GP de Spa Francorchamps à huis clos: manque à gagner dans la région

Les premiers essais en Formule 1 au Grand Prix de Belgique de Spa-Francorchamps ont lieu aujourd'hui.  Cette édition inédite se déroulera à huis clos ce weekend. Il y a donc beaucoup moins de monde par rapport aux autres années.  Cela a des répercussions sur différents secteurs.

Dans le petit village de Francorchamps, au loin, on peut entendre le bruit des Formule 1 mais sans cela, qui pourrait dire qu'un événement international se prépare.  Les rues sont pratiquement vides tout comme les commerces, et les bars et les restaurants sont toujours fermés. "Normalement, on a déjà les buvettes, les premières bières, les premiers spectateurs, on a les premiers Anglais, les Allemands, les Belges, tous les visiteurs.  Pour avoir une petite idée, nous, on sortait quand-même en moyenne 30 fûts de bière sur le weekend, donc c'était énorme.  Par rapport à tout ça, on aura un restaurant complet mais on n'aura pas ce volume effervescent qu'on avait d'habitude" explique Olivier Paquot, patron d'établissements Horeca à Francorchamps.

Il y a un sérieux manque à gagner, c'est un constat partagé par la commune.  Habituellement, la Formule 1 rapporte à Stavelot 844.000 euros par an.

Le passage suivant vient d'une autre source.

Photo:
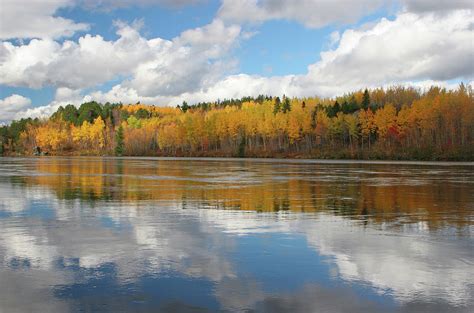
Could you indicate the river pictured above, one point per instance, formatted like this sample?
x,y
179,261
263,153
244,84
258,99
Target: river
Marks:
x,y
235,235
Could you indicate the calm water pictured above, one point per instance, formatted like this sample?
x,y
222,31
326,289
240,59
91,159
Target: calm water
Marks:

Thierry de Bournonville, le bourgmestre de Stavelot, précise: "Nous sommes contents d'avoir le huis clos, c'est déjà ça mais ça ne rapportera que le bail emphytéotique de 125.000 euros et nous espérons une rentrée publicitaire des panneaux installés sur le circuit à concurrence peut-être de 400.000 euros.  Donc, la perte est quand-même de 450.000 euros".

Pour Jean-Marie Depouhon, propriétaire d'un camping occasionnel à Francorchamps, il n'y aura carrément aucune rentrée.  Habituellement, il loue jusqu'à 200 emplacements de camping.  Aujourd'hui, tout est vide. "En 40 ans, je crois que c'est la première fois que j'ai un weekend de Formule 1 comme ça.  La commune a déterminé des zones où on ne pouvait faire ni parking ni camping.  Donc, on ne peut avoir personne dans le camping.  C'est un gros manque à gagner" explique-t-il.

Le Grand Prix est une aide financière supplémentaire précieuse pour les asbl ou les clubs de foot de la région.  Certains tiennent des parkings ou des campings.  Le C.S. Bellevaux-Ligneuville monte chaque année une buvette proche du circuit.  Les bénéfices représentent 40 à 50% du budget annuel du club.  Cette année, le club va devoir se débrouiller. Daniel Marenne, président du club de foot: "Ces rentrées-là du Grand Prix de Formule 1 sont importantes pour nous.  Ça fait dix ans qu'on le fait, on l'a développé, on l'a poussé le plus possible pour pouvoir avoir quelque chose qui nous rapporte au club et bien sûr pour les enfants mais cette année-ci, ça va être très compliqué".

Malgré les circonstances, tous tentent de rester positifs.  D'autres courses doivent encore avoir lieu cette année au circuit de Spa-Francorchamps et ils espèrent pouvoir se rattraper.